La Professione Perpetua di suor Sandra Orlandi 

“TUA …. PER SEMPRE”

Prima di formarti nel grembo materno, ti conoscevo….Risposi: Ahimè, Signore Dio, ecco….sono giovane. Ma il Signore mi disse : Non dire sono giovane…..”. Queste parole di Geremia hanno avuto una risonanza particolare nella mio cammino perché la vocazione religiosa l’ho sentita molto giovane e ringrazio Dio di avermi scelta a condividere con Lui una vita così intima. Mi ha sostenuta e guidata, ho sentito la sua mano, anche attraverso momenti di prova, ma con la certezza di un progetto d’amore che esprime bene  Paolo quando dice:  “Tutto concorre al bene di coloro che amano Dio, che sono stati chiamati secondo il suo disegno”. Tutto questo cammino ha  raggiunto il suo compimento nel “essere tutta Sua e per sempre”: questa è la peculiarità della professione perpetua e questa è la grazia che il Signore ha fatto a me il 25 Febbraio di quest’anno.

Ho detto il mio SI definitivo a Colui che mi ha “amata di un amore eterno” e questo è avvenuto nel seminario di Genova alla presenza di S. Em.  Card. Tarcisio Bertone e S. Ecc. Mons. Luigi Palletti, della mia Comunità, dei miei familiari e di tanti sacerdoti ed amici

 Il Signore mi ha chiamata nella Piccola Opera Regina Apostolorum. Essa vive il carisma del “per loro consacro  me stesso” che si esprime nell’offrire la giornata, la preghiera, il lavoro… la vita per i sacerdoti in qualunque situazione di vita e di necessità e per i seminaristi.
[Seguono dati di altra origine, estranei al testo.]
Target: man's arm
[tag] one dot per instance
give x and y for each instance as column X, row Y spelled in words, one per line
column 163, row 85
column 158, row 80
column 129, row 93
Significativa, quindi, per me e tutta la mia comunità è stato il luogo della celebrazione: la Cappella del Seminario Maggiore di Genova; un grazie particolare va proprio ai seminaristi che hanno curato la liturgia e il canto con tanto impegno e amore e hanno reso la celebrazione solenne… come una liturgia “nuziale”. Così è la Professione religiosa.